Clinical Approach to a patient with suspected overactive Pelvic Floor

History of hesitancy and poor stream associated with the pain and other clinical features of iC /BPS are indicators of overactive pelvic floor. History of recurrent retentions is almost pathognomonic if hypotonicity of Bladder has been ruled out.

Clinical examination clinched the diagnosis. Presence of tight pelvic floor is easily discernible on clinical examination.

Urodynamics with EMG is only required if the diagnosis of overactive pelvic floor is not certain on clinical grounds. A thorough examination of spine, best done by an orthopaedic surgeon may be done to exclude a primary pathology in lower spine. Evaluation by a physiatrist or a specially trained physiotherapist is must.

Treatment

Education of patient and family are the most important ingredients of treatment. Evaluation by psychologist and focussed psychotherapy sessions may be considered.

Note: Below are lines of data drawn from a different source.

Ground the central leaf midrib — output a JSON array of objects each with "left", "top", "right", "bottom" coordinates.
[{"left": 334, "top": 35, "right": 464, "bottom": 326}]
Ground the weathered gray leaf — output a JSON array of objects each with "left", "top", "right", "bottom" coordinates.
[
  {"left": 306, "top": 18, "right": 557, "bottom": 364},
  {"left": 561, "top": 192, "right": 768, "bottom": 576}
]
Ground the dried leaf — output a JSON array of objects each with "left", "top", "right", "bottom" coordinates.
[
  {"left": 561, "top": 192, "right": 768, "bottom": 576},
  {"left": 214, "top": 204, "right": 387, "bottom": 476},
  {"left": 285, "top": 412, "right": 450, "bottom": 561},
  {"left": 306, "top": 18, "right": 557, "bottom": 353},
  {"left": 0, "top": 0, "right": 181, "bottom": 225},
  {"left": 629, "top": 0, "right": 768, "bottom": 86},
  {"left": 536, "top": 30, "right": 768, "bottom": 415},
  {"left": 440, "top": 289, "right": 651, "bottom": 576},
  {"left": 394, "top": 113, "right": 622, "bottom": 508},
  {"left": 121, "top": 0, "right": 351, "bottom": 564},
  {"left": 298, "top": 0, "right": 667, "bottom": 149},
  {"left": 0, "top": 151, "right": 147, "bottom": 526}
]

Release of Myo fascial bands by either external massage or internal application of pressure at the right areas is most effective therapy for this condition. Pelvic floor relaxation exercises can be taught and a supervised sessions by specialised physiotherapists along with biofeedback mechanisms are the preferred approach. Periodical re-evaluation by physiotherapist of patients who are on self exercise therapy are a must. Swimming is certainly expected to help these patients.

Oral Skeletal muscle relaxants like Baclofen, cyclobenzaprine and Clonazepam do help in alleviating the symptoms while physiotherapy is taking effect.